Calculate the mean and standard deviation for a multimodal dataset

Hello Everyone,

There is a bit of a confusion about calcluating the mean and std of a dataset. Can you please answer my questions?

  1. What is the correct way to calculate the mean and std of a dataset?
    a) Calculate the mean and std for the whole dataset before splitting the dataset in to test,train and eval?
    b) Split the dataset in to test,train and eval and then calculate the mean and std individually for test, train and eval
  2. In case, if we are using datasets of different modalities. Example (RGB, Infrared, depthmaps etc).

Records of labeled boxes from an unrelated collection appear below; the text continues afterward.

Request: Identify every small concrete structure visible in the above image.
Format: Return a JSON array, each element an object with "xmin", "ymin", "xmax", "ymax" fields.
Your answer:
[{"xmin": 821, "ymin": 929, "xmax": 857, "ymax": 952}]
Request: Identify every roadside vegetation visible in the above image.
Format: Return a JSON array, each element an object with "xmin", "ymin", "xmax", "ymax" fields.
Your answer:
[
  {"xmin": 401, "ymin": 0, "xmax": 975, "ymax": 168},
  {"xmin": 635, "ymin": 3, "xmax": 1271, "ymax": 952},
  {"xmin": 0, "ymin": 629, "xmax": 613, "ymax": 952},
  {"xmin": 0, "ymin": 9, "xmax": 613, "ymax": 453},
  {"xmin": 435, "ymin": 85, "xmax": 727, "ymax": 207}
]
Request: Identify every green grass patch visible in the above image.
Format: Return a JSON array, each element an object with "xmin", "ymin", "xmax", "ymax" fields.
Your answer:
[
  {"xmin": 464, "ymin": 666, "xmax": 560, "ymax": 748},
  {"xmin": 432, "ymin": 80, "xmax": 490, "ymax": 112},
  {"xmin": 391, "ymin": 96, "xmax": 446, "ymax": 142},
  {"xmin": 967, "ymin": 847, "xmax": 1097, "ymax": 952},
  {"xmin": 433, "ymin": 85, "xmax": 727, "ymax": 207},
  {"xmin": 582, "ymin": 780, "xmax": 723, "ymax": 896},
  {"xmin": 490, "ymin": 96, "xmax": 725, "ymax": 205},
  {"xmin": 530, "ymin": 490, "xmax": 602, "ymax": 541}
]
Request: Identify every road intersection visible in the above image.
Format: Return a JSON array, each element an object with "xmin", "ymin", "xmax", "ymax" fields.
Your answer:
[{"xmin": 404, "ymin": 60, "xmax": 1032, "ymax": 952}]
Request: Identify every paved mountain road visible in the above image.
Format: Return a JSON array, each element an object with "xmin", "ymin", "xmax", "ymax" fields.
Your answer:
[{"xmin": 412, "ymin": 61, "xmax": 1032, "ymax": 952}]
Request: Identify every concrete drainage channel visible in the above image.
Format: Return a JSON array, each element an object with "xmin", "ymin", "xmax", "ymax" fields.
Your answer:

How to calculate the mean and std?
    a) Individual mean and std for each modality?
    b) Mix the image modalities and the calulate the mean and std for all the modalites together?

Thank you.

  1. You would usually calculate the stats from the training dataset, since the validation and test sets are “unknown” and using their stats could be considered as a data leak.

  2. I would claim it depends on the overall use case, i.e. are you able to use different transformations for each modality during testing (is the modality a separate input you’ll get)? If so, you could calculate and apply different stats to each input type. If you are only getting an image and don’t know the modality, I would claim you should try to use the mixed stats. However, this approach might not standardize the data properly (zero mean and unit variance) if the input modalities have different stats.